European car sales, helped by incentives in major markets to scrap old vehicles, rose for the first time in 14 months in June in a further sign the battered industry may be past its low point and lifting the sector.
New car sales rose 2.4% year-on-year in June when 1,461,859 vehicles were registered in Europe, according to industry body ACEA.
The industry directly employs 2.2 million in Europe.
Yesterday, BMW's head of sales and marketing suggested the worst was over for the high-end car sector and the company was ready to increase production in the next six months.
ACEA noted the 'steep downward trend' of sales sparked by the credit crunch and worsening economic climate started in May 2008, and that already in June last year sales were down 7.9% compared with June 2007.

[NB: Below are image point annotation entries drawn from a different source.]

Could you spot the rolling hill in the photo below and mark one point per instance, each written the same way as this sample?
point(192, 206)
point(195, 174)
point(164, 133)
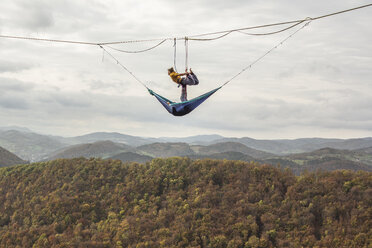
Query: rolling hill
point(132, 157)
point(7, 158)
point(99, 149)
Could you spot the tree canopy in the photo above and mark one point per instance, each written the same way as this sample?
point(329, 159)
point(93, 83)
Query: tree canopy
point(177, 202)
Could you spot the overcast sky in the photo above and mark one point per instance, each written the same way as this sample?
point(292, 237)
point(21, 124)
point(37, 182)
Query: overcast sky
point(317, 84)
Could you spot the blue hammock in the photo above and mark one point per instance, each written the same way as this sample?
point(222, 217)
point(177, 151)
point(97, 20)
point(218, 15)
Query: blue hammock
point(182, 108)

Its monthly figures came as bidders prepared to submit detailed offers for a stake in General Motors' German unit Opel, and Porsche rebuffed Volkswagen's merger plan, according to a German newspaper.
Scrapping incentive schemes – whereby governments allocate funds to pay drivers bonuses for trading in old models for newer, less-polluting vehicles – are now in place in all major European markets and have mostly boosted sales of smaller cars.
Sales in Germany jumped 40.5%, Italian sales rose 12.4% and French sales were up 7.0%. Newer support measures in Britain, which posted a 15.7% drop, and Spain – down 15.9% - cushioned the downturn, ACEA said.
In the first six months of the year, passenger car sales were down 11% in Europe, which for ACEA's figures includes the 27 EU member states plus the EFTA (European Free Trade Association) countries, but excludes Cyprus and Malta.